Thursday, February 4, 2010

On the art of hair growth

Recently a piano student of mine emailed me for some encouragement. He asked me "I was wondering what you do when you don't like the way you sound on the piano?" This is definitively a question that most students have but few dare to ask. It's a good question for several reasons the most important of which I believe is that it goes to the heart of the reason why a musician makes music. It also says a lot about this student's attention to the process of becoming an accomplished musician. 

There is a paradoxical nature to the pursuit of educating one's self to be a creative musician. When we're young many of us look at great jazz musicians and assume that the mind-blowing, creative sounds coming out of their instruments are being created entirely in the moment. Jazz, when it's really happening is so spontaneous, exciting, and off-the-cuff that it seems as if it is literally bursting out of the air molecules. For me the sign of maturity in a developing player is when they give up trying to be completely breath-takingly in the moment and develop an appreciation for the craft of being a musician. They begin to distill their creative musical ideas and work them over and over again refining both their ideas and the execution of their ideas.  At this level of artistic evolution a student looks up to their mentors not only as "geniuses" but also as craftsmen (craftspeople?) and develops an appreciation for the refinement and taste that exudes in their playing. However the pursuit of the craft of music inevitably takes us through the thoroughfares of drudgery.  The hours of practicing some very non-creative things as a way of unlocking our creativity seems paradoxical and it becomes easy to lose the energy and inspiration that initially was driven by this perceived spontaneity.
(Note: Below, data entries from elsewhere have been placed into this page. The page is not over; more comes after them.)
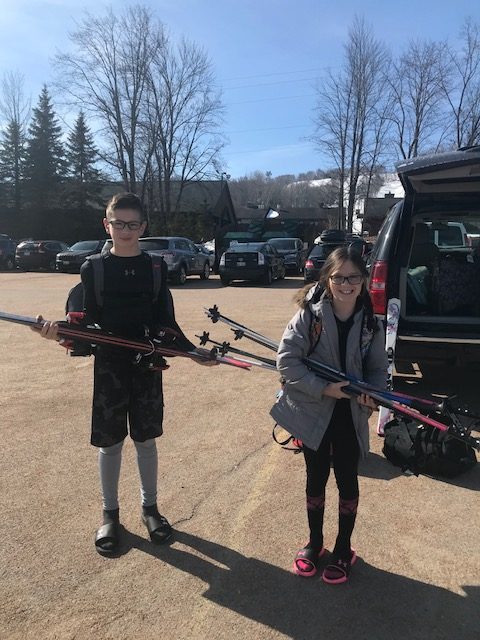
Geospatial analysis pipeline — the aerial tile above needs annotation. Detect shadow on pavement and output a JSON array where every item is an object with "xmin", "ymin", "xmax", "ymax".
[{"xmin": 118, "ymin": 529, "xmax": 478, "ymax": 640}]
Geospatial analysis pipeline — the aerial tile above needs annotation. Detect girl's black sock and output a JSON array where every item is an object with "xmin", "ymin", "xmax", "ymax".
[
  {"xmin": 103, "ymin": 508, "xmax": 120, "ymax": 525},
  {"xmin": 142, "ymin": 503, "xmax": 159, "ymax": 517}
]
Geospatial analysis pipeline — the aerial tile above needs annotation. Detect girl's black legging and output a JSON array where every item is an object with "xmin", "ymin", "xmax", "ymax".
[
  {"xmin": 302, "ymin": 401, "xmax": 360, "ymax": 556},
  {"xmin": 303, "ymin": 400, "xmax": 360, "ymax": 499}
]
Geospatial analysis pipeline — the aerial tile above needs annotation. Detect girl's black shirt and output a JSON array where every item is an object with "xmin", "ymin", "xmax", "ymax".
[
  {"xmin": 80, "ymin": 250, "xmax": 195, "ymax": 360},
  {"xmin": 334, "ymin": 313, "xmax": 354, "ymax": 411}
]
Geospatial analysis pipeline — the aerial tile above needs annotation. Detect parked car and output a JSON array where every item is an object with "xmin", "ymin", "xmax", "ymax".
[
  {"xmin": 267, "ymin": 237, "xmax": 308, "ymax": 274},
  {"xmin": 137, "ymin": 236, "xmax": 210, "ymax": 284},
  {"xmin": 15, "ymin": 240, "xmax": 70, "ymax": 271},
  {"xmin": 55, "ymin": 240, "xmax": 107, "ymax": 273},
  {"xmin": 304, "ymin": 230, "xmax": 367, "ymax": 283},
  {"xmin": 0, "ymin": 234, "xmax": 16, "ymax": 270},
  {"xmin": 195, "ymin": 243, "xmax": 216, "ymax": 268},
  {"xmin": 218, "ymin": 241, "xmax": 286, "ymax": 286},
  {"xmin": 367, "ymin": 145, "xmax": 480, "ymax": 367}
]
Acquiring the skills of a master can take a lot longer than we had initially hoped. Our practicing can seem even futile. It's almost as if we got up every day, stood in front of the mirror and tried to "will" our hair to grow. This would be a depressing way of growing one's hair and yet for many students (myself included) it becomes part of our process of developing our skills as a musician. It would be silly for any of us to obsessively wish we were at a different hair-length since worrying about it would have no effect on the process that is already occurring at its own rate. (incidentally we all grow hair at different speeds!) Hair length is also neither good nor bad. It's just shorter or longer. This is the same for our development as musicians. We are all developing at our own rates and it only serves to inhibit our development to use our limited energy judging ourselves. 
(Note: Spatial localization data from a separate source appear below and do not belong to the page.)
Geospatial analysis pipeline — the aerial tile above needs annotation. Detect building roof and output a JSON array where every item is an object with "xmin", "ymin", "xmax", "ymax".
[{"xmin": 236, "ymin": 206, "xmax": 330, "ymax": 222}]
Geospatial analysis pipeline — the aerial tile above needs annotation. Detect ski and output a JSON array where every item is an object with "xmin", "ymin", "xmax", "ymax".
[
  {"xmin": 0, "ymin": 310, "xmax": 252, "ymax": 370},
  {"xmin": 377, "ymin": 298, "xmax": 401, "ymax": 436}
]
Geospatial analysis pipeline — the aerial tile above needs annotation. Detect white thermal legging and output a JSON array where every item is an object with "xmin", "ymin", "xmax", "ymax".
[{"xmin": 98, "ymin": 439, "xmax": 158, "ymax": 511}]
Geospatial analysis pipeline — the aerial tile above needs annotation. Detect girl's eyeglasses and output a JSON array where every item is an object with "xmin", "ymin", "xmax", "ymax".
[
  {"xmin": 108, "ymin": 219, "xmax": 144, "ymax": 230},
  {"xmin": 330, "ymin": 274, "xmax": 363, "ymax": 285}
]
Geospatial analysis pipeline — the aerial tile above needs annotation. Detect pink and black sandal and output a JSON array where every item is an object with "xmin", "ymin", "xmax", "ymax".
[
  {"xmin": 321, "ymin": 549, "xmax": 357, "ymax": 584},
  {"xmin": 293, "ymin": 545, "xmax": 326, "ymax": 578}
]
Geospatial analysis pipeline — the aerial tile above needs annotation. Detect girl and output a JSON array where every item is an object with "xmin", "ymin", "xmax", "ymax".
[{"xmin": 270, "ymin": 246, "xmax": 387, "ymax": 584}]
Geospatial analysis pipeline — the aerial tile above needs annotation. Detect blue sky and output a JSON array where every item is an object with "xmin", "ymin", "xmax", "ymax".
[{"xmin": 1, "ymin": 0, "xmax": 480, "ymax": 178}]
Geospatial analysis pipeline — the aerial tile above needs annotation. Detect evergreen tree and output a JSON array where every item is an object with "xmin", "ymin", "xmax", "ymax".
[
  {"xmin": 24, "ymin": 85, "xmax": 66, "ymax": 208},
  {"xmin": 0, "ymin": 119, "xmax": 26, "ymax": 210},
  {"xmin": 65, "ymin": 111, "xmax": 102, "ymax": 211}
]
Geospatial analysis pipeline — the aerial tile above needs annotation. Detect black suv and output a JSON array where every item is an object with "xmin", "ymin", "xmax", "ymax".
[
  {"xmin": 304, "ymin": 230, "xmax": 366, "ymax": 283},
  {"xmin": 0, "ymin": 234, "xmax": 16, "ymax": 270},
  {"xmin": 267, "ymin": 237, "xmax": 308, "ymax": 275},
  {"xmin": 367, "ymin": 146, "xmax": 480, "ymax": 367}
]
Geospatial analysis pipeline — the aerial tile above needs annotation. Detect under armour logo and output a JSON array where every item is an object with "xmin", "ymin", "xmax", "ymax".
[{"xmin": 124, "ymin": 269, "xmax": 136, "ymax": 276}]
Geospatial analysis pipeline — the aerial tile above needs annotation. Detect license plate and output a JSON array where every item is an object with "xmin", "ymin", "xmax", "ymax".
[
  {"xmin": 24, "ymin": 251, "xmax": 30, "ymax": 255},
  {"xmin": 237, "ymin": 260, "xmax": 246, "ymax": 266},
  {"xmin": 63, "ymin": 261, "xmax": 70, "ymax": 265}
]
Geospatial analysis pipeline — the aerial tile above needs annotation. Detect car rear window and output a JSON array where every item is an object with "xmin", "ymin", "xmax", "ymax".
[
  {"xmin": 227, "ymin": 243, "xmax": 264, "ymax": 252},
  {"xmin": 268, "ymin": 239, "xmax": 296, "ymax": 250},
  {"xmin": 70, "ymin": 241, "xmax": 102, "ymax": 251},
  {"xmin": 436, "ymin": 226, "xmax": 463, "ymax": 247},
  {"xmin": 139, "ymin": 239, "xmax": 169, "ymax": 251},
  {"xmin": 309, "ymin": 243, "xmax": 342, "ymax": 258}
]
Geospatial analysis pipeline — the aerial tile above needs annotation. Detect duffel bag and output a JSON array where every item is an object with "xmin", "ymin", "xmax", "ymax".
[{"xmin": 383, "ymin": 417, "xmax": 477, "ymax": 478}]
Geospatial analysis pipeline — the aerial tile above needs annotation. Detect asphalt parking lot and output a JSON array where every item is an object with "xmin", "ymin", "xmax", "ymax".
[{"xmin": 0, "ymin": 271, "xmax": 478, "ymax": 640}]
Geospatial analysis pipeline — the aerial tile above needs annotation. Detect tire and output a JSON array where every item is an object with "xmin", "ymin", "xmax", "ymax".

Once when I took a lesson with Fred Hersch I asked a similar question to him. I don't remember exactly the words I used but I intimated the sentiment that I was often over-whelmed by the prospects of playing solo piano. Fred's answer was: "When you're playing music use what you know, not what you don't know". Over-simplistic as it seems this answer is profound because it requires one to be completely honest about what one "knows". This honesty is, in my experience, not very common and is what distinguishes the wheat from the chaff in terms of artistic integrity. Artistic intentions become quite transparent when it is clear that a musician is playing something that they don't grasp. It's innocent I know but it has the overall effect on the listener as music that is trying to be something that it is not; music that is perhaps trying to impress the listener by approximating something else rather than being simple and honest and what it is.  

Younger players are often mired in judgmental decisions about the "hipness" of what they play. In the case of my student I find it heartening that he is perhaps beginning to dig deeper for a meaning to what he plays. As long as this feeling doesn't turn into obsessive self-loathing this question is an acknowledgment of the deeper sometimes darker places within that must be faced with courage and honesty as part of the process of becoming a musician.